Discussion Zen 5 Speculation (EPYC Turin and Strix Point/Granite Ridge - Ryzen 9000)

DisEnchantment · Sep 29, 2022

Speculate at will

igor_kavinski · Dec 31, 2023

My impression is that AMD engineers have designed the c cores so that even though each core has lower IPC than a fat core, when they are working in tandem, they work well better together to deliver an almost similar MT uplift at lower power consumption which is just amazing engineering. The only downside is some ST workload ending up on a c core which would bring performance down for it so the Windows scheduler needs to be careful about preventing that.

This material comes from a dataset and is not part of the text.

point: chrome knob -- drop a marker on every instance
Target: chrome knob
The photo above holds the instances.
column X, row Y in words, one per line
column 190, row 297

igor_kavinski · Dec 31, 2023

maddie said:
How can a core with halved L3 have the same IPC?

I think the ST IPC is not the same. But the inter core communication is somehow better between the c cores.

Maybe @adroc_thurston can shed more light?

StefanR5R · Dec 31, 2023

maddie said:
How can a core with halved L3 have the same IPC? Has L3 suddenly become irrelevant?

Level 3 cache is not part of the core. It's part of the core complex.
In mobile parts, AMD has provided less level 3 cache compared to desktop and server parts before "dense" a.k.a. "cloud-native" cores were introduced.

In post #5,522, it was not stated what amount of cache the 8 core comparison part should have.

igor_kavinski said:
even though each core has lower IPC than a fat core,

But they have the same IPC in the Zen 4 generation (if the amount of cache is the same, if memory interface is the same, etc.). *Maybe* they won't have the same floating point IPC in the Zen 5 generation anymore, but I guess integer IPC is still the same.

igor_kavinski said:
But the inter core communication is somehow better between the c cores.

That'd be a property of the core complex again, not of the cores.

igor_kavinski · Dec 31, 2023

StefanR5R said:
But they have the same IPC in the Zen 4 generation

So the only difference is that the c cores can't be clocked higher and they are more power optimized? That raises an interesting question. Does the fat core need more circuitry to sustain higher frequency? Or are the higher frequency transistors taking up more space (maybe spread further apart from each other to keep heat down)?

StefanR5R · Dec 31, 2023

igor_kavinski said:
So the only difference is that the c cores can't be clocked higher and they are more power optimized?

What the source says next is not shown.